Personal information
- Full name: Pengiran Mohamed
- Nickname: "D'Amazing"
- Born: 8 January 1961 (age 65) Bandar Seri Begawan, Brunei
- Home town: Bandar Seri Begawan, Brunei

Darts information
- Playing darts since: 1985
- Darts: 24 Gram
- Laterality: Right-handed
- Walk-on music: "Theme from Mission: Impossible" by Lalo Schifrin

Organisation (see split in darts)
- BDO: 2010–2018

WDF major events – best performances
- World Championship: Preliminary Round: 2018
- World Masters: Last 136: 2010
- World Trophy: Last 32: 2018

= Pengiran Mohamed =

Bruneian darts player

Pengiran Mohamed (born 8 January 1961) is a Bruneian professional darts player who plays in British Darts Organisation (BDO) events.

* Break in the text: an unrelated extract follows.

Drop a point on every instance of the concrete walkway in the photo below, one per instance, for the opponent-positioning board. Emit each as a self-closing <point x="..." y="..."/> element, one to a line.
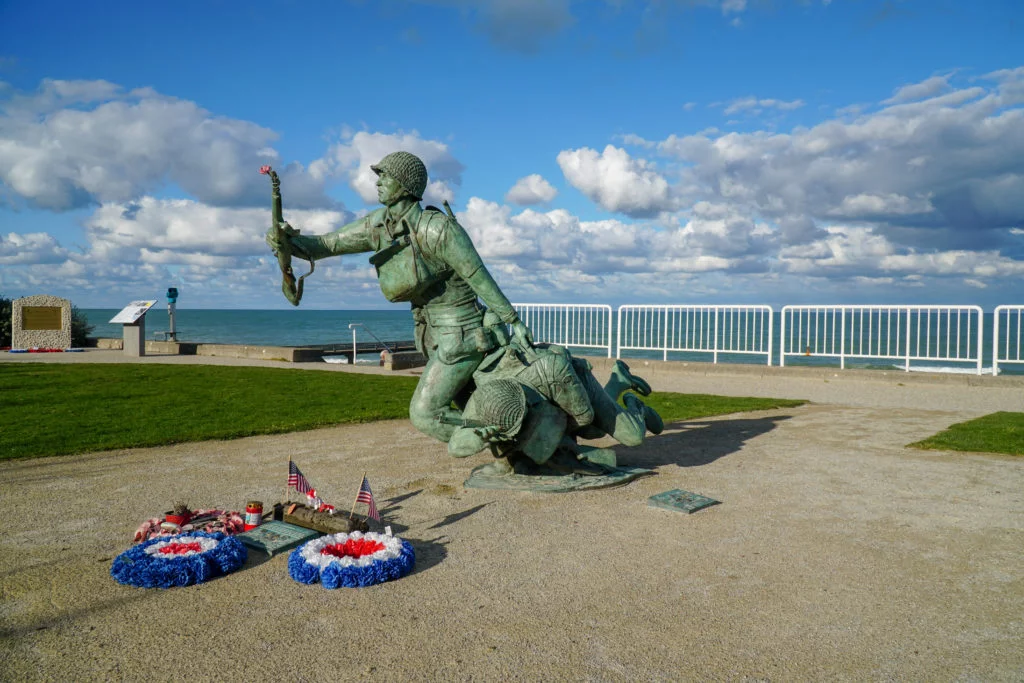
<point x="836" y="553"/>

He qualified for the 2018 BDO World Darts Championship.

==Career==
Mohamed reached the Last 136 of the 2010 World Masters. He attempted to qualify for the 2011 BDO World Darts Championship but lost in the Preliminary round. In 2017, Mohamed qualified for the 2018 BDO World Darts Championship after winning the Asian qualifier at the Federal Hotel in Bukit Bintang, Kuala Lumpur, he was the first player from Brunei to compete at the BDO World Darts Championship. In an interview he said, "I will continue my training in preparation for London because the players there are difficult to play against. I have to be prepared both mentally and physically. My hope is to succeed in BDO for the first time for Asia even though it is difficult but if we are determined and confident we can succeed."